–Por Álvaro Barcelos–
A imparcialidade do juiz é algo fundamental na busca para garantir um processo justo e fundamentado na garantia do devido processo legal. A Constituição Federal consagra o direito ao juízo competente e afasta por completo a possibilidade de um tribunal de exceção. Com isso, a Carta Magna proclama a certeza de que, ao julgar alguém, se faça com regras claras e pré-definidas. O Código de Ética da Magistratura define, em seu artigo oitavo, o conceito de imparcialidade, afirmando aquilo que todos os que estudam o processo já sabem desde os primeiros períodos de faculdade: imparcial é o juiz que mantém ao longo do processo a distância equivalente das partes. Não é por acaso que a justiça é simbolizada pela figura mitológica da deusa Têmis com os olhos vendados e carregando a balança, e é nesta última que o estatuto da magistratura busca o fundamento para conceituar a imparcialidade.
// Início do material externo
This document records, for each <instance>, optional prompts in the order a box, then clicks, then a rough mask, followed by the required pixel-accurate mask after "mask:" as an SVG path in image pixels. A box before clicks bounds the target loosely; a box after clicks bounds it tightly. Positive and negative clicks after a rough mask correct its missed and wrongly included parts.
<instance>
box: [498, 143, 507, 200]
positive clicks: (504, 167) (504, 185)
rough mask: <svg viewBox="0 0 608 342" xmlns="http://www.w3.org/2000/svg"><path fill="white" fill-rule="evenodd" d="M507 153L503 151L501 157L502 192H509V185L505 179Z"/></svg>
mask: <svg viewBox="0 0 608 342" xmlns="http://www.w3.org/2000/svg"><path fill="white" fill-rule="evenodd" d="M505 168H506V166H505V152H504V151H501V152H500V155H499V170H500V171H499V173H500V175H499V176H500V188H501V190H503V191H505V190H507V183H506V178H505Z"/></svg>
O recém pacote anticrime aprovado recentemente traz uma novidade que há muito tempo diversos doutrinadores defendem, que é a divisão entre juiz que investiga e juiz que julga, o famoso juiz das garantias. Em diversos países da Europa, o juiz da investigação se torna incompetente para julgar exatamente porque, assim como a Deusa Têmis, o juiz deve julgar de olhos vendados, ou seja, deve ser um estranho em relação aos fatos, aquilo que os italianos chamam de terzietà.
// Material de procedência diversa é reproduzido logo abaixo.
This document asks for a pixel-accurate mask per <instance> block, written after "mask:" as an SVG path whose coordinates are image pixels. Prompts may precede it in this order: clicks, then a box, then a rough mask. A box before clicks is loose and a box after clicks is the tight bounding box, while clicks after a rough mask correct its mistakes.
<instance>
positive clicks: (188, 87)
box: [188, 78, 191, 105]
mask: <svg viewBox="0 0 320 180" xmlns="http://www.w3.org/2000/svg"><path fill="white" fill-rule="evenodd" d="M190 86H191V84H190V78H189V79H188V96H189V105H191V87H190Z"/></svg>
Quando um juiz recebe um auto de prisão em flagrante, terá 3 opções: relaxar a prisão ilegal, conceder liberdade provisória com ou sem fiança ou converter o flagrante em prisão preventiva. Do mesmo modo, quando autoriza uma quebra de sigilo telefônico, fiscal, bancário ou determina uma busca e apreensão, irá acompanhar o processo até o fim. Se já participou de toda a investigação deferindo procedimentos de restrição de liberdade e participou da formação das provas, quando finalmente chega a fase de instrução e julgamento de fatos sobre os quais ativamente participou, teria o réu alguma chance de absolvição? A prática diz que em mais de 90% dos casos não.
Infelizmente a famosa frase de que a primeira impressão é a que fica faz todo o sentido nas situações acima. Numa pesquisa publicada em 1972, na revista Science, o experimento realizado pelo psicólogo David Rosenhan mostrou como a primeira impressão fica. Na pesquisa, ele e seus oito colaboradores simularam sintomas como ouvir vozes para serem admitidos em 12 hospitais psiquiátricos. Para resumir a história, todos foram admitido, permanecendo uma média de 19 dias, sendo que o que permaneceu menos tempo ficou 7 dias e o de estadia mais longa, 52. No final, em 11 hospitais foram dados diagnósticos de esquizofrenia e no outro psicose maníaco-depressiva. Detalhe, o combinado era que assim que fossem admitidos parariam de simular as alucinações visuais. Seus colaboradores eram, além dele, 3 psicólogos, um pediatra, um psiquiatra, um pintor e uma dona de casa. Dos 118 pacientes que conviveram com os pseudopacientes, 35 desconfiaram que se tratava de pessoas normais.
O juiz das garantias chega afirmando e buscando aquilo que se quer há muito tempo um processo penal de matriz acusatória fundada nos princípios que regem a Constituição Federal, buscando remover de uma vez por todas o ranço inquisitório no qual o juiz inquisidor se comporta como acusador e que ainda é tão presente no processo penal brasileiro e na cabeça de muitos juízes. Não custa lembrar que, assim como a CLT, o Código de Processo Penal Brasileiro de 1941 tem grande inspiração fascista no Código Italiano de Vicenzo Manzini. Sendo assim, está na hora de uma verdadeira reforma das leis processuais penais para adaptá-las às regras atinentes à Constituição de 88.
Álvaro Montebelo Barcelos é Bacharel em Direito pela Universidade Cândido Mendes e formado em Mediação Empresarial de Conflitos pela 8ª Câmara de Mediação Conciliação e Arbitragem.